Bildungsschock

Veranstalter
Haus der Kulturen der Welt
Ort
Berlin
Land
Deutschland
Vom - Bis
27.05.2021 - 11.07.2021

Publikation(en)

Cover
Holert, Tom; Haus der Kulturen der Welt (Hrsg.): Bildungsschock. Lernen, Politik und Architektur in den 1960er und 1970er Jahren. Berlin 2020 : de Gruyter, ISBN 978-3-11-070126-5 303 S., zahlr. Abb. € 28,00
Rezensiert für H-Soz-Kult von
Fanny Isensee / Daniel Töpper, Institut für Erziehungswissenschaften, Humboldt-Universität zu Berlin

Ausstellungslogik und wissenschaftliche Diskussion können sich, wie in dieser Ausstellung, produktiv verbinden. Aber beide Felder behalten ihre eigenen Logiken bei. Die Ausstellungslogik zielt auf populäre Rezeption und Affekte, die Wissenschaft resümiert und deutet – so erklärt sich wohl die zunächst irritierende Diskrepanz zwischen Ausstellungstitel und historischer Interpretation, denn die Phase der 1960er- und 1970er-Jahre als „Bildungsschock“ zu rahmen, ist etwas irreführend. „Bildungskatastrophe“ (Georg Picht) und „Sputnik-Schock“ bzw. „Future Shock“ (Alvin Toffler) werden hier sicherlich wegen des zuspitzenden Effekts zusammengezogen, aber treffender wäre es, die Phase als „Bildungsaufbruch“ zu deuten.
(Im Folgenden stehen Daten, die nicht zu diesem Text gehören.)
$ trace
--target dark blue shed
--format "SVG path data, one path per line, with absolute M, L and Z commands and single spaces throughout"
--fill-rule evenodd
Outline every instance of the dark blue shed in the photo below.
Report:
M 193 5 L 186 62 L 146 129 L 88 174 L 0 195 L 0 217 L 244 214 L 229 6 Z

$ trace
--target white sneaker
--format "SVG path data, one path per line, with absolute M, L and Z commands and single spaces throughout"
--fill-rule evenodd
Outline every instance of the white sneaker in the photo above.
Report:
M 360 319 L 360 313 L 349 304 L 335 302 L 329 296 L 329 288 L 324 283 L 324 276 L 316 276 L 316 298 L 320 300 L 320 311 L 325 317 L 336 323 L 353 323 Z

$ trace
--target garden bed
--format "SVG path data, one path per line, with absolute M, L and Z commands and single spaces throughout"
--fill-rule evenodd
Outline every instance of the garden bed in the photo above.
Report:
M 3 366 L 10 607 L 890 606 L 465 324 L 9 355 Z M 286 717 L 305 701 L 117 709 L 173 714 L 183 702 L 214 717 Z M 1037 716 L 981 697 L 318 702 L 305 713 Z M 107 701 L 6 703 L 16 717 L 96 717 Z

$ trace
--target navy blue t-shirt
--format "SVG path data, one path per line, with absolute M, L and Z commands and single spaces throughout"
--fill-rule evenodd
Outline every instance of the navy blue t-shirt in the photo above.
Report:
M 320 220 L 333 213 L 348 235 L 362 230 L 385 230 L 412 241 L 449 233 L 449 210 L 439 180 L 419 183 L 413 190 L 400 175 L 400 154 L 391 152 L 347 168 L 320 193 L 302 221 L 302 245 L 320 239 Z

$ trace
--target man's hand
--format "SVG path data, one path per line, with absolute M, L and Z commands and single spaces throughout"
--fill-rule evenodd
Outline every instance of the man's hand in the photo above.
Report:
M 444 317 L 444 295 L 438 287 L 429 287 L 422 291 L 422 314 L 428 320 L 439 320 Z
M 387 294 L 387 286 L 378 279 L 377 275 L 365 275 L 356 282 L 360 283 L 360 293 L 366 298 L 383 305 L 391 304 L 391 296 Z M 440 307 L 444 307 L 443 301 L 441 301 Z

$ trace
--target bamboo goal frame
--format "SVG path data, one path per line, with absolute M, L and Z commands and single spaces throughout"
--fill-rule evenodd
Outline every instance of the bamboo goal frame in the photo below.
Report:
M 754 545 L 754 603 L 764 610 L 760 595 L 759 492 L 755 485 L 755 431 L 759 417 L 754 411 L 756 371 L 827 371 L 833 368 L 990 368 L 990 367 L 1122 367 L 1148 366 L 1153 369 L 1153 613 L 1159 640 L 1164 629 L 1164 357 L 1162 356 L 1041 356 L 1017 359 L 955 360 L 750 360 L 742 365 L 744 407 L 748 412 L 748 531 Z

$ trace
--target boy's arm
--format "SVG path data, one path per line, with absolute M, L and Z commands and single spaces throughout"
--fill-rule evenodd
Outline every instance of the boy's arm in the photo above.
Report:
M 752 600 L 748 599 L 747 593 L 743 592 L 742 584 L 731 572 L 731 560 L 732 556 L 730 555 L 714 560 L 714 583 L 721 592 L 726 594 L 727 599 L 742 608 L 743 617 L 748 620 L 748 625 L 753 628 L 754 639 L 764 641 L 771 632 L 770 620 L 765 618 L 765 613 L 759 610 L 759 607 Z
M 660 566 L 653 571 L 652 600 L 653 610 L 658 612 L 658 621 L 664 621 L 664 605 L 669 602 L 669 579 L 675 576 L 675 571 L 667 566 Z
Wir haben es mit einer in diesem Umfang nie gekannten Bildungsexpansion zu tun, die nur vor dem Hintergrund der Systemkonkurrenz zwischen Ost und West zu verstehen ist, weite Teile der sich stärker globalisierenden Welt umfasste sowie Bildung und ihre Institutionen für die Bemühungen um Hegemonie als zentral ansah. Zudem nimmt man den multiplen „Schock“ beim Betreten der Ausstellung zunächst nicht wahr, da dieser nur in zwei Stationen, rechts vom Eingang, explizit thematisiert wird. Die zweite Irritation betrifft das Ungleichgewicht zwischen den im Untertitel aufgerufenen Begriffen: Lernen im engeren wissenschaftlichen Sinne wird kaum adressiert. Nur selten blitzt dieser letzte Aspekt des Dreiklangs aus politischen Ambitionen, institutionellen oder räumlichen Arrangements und tatsächlicher Praxis in den Tätigkeiten des Lehrens und Lernens auf. Das ist auch einer der Gründe, weswegen die ambitionierten Reformprojekte oftmals nicht den erwarteten gesellschaftsverändernden Erfolg erreichen konnten – was die Ausstellung lediglich anreißt.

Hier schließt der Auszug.